These abandoned huts still hold the remains of an early 20th century Australian researcher's work. 


Sitting on the edge of Cape Denison in Antarctica is a small group of huts that were built by Australian antarctic explorer Douglas Mawson in the early 20th century. However, they have been abandoned for decades, preserving much of the effects and decor of the original expedition.

Constructed between 1911-1914, the small research station is now known simply as the Mawson Huts. It stands as one of the last outposts left from the so-called Heroic Era of Antarctic Exploration, and the only one created by Australians. Mawson and his team of 17 men, the Australasian Antarctic Expedition, travelled to Commonwealth Bay to conduct experiments on a variety of subjects including continental drift, local wildlife, and glaciation.

Given the harsh climate, life in the huts was miserable. Blizzards and hurricane force winds were the norm, and communication was difficult despite a radio relay that was set up on a nearby island. Mawson would later write of the experience, saying, “Temperatures as low as -28 degrees F. (60 degrees below freezing-point) were experienced in hurricane winds, which blew at a velocity occasionally exceeding one hundred miles per hour. Still, air and low temperatures, or high winds and moderate temperatures, are well enough; but the combination of high winds and low temperatures is difficult to bear.”
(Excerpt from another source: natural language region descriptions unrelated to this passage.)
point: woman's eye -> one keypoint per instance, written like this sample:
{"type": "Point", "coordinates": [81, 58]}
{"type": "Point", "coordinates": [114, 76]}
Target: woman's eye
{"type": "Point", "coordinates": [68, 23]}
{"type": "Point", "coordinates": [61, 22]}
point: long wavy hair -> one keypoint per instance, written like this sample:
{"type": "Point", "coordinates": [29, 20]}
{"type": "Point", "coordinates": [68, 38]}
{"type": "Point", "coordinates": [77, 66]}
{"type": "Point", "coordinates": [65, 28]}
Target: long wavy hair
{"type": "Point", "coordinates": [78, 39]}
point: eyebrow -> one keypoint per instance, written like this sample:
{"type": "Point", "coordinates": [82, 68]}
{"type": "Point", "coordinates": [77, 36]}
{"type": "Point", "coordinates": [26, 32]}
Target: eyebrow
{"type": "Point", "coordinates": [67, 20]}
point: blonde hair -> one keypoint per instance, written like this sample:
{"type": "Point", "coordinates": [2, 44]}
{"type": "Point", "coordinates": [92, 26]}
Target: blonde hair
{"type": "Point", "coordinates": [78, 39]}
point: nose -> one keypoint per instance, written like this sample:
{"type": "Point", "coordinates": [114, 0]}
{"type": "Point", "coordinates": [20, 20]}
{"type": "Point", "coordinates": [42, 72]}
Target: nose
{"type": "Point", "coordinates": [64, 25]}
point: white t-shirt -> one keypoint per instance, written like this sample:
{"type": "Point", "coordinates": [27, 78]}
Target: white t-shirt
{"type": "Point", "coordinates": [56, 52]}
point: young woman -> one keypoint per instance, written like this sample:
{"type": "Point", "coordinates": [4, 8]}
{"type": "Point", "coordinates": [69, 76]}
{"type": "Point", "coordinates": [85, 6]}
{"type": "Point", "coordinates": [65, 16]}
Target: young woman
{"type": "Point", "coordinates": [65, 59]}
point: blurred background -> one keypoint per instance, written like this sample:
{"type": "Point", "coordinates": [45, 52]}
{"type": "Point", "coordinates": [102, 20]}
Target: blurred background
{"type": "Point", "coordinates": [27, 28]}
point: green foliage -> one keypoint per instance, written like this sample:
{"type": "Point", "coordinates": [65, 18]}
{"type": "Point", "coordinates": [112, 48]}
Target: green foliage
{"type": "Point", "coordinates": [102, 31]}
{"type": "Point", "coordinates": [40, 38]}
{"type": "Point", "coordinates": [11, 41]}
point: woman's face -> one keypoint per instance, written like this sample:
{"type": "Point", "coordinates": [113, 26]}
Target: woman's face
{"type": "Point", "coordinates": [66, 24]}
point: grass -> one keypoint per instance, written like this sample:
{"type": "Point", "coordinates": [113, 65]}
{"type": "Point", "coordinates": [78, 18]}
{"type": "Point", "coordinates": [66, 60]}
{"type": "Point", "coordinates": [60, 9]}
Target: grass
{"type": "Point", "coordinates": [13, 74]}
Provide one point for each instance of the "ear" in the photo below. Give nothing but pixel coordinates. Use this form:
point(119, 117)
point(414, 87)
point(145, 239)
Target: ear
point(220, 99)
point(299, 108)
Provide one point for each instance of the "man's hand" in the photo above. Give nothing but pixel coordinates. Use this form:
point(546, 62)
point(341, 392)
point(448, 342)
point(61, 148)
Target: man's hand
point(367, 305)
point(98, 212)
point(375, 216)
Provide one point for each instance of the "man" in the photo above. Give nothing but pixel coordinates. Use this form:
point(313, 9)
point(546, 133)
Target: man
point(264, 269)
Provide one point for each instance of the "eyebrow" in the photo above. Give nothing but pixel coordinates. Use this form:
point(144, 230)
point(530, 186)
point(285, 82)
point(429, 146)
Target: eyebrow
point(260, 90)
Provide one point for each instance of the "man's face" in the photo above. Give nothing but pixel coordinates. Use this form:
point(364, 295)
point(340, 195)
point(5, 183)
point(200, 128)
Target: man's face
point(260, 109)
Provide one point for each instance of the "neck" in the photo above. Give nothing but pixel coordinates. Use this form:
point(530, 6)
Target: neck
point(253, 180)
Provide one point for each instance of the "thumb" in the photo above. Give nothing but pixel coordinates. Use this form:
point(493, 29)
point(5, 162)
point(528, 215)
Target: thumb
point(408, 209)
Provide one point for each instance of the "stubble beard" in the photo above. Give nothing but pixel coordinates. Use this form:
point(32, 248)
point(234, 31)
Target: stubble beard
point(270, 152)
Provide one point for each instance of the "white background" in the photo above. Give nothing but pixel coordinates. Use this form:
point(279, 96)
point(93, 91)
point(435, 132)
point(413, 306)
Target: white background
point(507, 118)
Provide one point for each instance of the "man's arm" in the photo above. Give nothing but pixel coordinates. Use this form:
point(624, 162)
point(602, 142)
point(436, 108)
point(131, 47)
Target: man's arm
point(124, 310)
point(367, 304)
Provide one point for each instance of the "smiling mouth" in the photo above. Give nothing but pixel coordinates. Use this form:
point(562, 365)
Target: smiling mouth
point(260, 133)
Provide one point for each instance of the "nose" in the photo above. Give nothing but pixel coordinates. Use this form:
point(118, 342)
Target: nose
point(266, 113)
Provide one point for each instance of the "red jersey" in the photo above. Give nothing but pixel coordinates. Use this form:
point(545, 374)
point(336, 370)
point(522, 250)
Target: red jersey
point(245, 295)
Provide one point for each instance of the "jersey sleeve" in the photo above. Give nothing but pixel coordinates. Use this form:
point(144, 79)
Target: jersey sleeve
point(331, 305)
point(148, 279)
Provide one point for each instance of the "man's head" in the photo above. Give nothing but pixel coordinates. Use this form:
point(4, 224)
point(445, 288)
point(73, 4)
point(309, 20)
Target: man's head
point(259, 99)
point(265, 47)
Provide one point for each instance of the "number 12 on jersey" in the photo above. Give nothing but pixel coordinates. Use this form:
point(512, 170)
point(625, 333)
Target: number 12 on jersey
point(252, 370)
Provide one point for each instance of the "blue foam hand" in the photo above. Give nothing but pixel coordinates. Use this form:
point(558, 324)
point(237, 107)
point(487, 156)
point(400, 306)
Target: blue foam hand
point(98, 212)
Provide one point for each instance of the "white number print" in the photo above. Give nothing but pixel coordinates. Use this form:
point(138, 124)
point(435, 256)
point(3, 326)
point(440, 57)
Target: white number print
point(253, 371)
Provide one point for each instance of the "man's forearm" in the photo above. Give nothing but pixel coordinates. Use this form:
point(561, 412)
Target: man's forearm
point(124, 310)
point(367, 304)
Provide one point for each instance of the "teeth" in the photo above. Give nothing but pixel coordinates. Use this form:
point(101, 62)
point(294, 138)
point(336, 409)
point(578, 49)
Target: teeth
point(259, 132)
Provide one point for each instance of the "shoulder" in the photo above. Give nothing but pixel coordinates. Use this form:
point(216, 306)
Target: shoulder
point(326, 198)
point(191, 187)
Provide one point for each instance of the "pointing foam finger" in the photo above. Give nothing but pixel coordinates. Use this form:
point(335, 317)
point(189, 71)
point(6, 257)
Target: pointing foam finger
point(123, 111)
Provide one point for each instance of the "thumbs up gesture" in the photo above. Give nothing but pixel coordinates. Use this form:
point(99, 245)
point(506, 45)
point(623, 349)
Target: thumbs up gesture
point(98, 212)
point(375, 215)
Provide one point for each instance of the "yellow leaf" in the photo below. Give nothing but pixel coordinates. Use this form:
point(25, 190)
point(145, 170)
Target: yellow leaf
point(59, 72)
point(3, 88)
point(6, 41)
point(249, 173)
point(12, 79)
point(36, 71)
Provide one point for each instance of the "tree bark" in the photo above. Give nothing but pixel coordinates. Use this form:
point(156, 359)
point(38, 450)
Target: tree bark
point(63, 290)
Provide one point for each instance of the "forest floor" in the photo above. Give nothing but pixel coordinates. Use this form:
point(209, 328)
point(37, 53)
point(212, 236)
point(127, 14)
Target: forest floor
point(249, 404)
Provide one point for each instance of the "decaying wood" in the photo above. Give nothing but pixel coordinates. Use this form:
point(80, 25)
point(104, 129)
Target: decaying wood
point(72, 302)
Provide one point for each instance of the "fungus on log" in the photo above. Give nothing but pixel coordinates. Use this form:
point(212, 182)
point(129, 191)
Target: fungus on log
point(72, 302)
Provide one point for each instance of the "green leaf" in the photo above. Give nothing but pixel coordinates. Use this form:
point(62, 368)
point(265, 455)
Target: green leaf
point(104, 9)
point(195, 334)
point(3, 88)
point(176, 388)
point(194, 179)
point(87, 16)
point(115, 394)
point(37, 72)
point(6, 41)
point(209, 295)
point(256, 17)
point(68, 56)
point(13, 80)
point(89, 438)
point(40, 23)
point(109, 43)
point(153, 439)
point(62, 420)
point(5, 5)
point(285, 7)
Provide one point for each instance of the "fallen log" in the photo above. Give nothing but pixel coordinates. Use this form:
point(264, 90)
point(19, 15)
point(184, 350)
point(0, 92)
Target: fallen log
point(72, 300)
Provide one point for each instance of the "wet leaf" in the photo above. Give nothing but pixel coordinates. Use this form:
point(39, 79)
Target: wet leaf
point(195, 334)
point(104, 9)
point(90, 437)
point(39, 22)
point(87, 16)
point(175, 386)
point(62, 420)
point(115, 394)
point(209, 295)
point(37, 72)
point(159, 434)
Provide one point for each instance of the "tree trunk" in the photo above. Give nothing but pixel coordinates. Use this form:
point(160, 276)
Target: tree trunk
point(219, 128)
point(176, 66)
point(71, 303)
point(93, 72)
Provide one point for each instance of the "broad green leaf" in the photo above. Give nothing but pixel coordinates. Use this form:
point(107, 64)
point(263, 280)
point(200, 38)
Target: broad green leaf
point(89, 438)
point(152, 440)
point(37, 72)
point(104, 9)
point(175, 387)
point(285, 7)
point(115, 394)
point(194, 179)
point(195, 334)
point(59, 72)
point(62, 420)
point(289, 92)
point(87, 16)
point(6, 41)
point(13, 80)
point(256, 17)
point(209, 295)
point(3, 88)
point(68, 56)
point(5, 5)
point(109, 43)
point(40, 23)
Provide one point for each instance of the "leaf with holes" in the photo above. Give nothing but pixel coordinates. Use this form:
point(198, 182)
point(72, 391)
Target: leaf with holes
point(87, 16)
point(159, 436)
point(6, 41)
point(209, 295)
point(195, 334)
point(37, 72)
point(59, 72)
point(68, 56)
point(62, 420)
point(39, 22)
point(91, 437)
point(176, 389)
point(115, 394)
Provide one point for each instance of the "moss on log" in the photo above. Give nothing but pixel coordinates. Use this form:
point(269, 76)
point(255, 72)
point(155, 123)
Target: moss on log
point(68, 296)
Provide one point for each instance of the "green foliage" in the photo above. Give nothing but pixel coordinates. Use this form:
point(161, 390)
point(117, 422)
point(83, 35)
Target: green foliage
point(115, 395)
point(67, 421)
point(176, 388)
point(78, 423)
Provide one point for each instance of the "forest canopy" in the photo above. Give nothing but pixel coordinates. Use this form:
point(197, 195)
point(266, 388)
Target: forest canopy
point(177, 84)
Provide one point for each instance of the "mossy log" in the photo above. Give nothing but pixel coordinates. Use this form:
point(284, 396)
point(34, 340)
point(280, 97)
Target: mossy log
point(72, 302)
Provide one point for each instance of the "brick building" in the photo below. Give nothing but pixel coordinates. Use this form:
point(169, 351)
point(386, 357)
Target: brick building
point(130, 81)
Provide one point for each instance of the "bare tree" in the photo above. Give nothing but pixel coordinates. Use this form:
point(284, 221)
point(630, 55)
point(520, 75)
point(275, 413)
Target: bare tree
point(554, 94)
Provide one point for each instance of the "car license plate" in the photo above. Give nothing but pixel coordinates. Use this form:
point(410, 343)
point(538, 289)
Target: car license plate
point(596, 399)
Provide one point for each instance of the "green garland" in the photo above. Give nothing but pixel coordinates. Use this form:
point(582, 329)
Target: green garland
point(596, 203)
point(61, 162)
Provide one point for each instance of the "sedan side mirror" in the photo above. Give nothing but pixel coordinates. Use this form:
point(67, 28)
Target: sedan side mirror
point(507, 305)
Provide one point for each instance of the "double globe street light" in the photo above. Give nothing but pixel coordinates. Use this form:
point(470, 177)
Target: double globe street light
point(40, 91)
When the expedition left the site, they left their huts in place and headed out. The site simply sat in the cold and wind for two decades. They were briefly used in the 1930s, then abandoned once again. A number of the huts succumbed to the harsh winter conditions, but the main hut and the adjoining magnetograph house are still intact, retaining some of the original equipment such as the iron stove.

While reaching Mawson’s Huts is not exactly easy, they remain there for any enterprising explorer interested in paying a visit. They are a protected historic site, so if the weather doesn’t destroy them, they should be there for some time to come.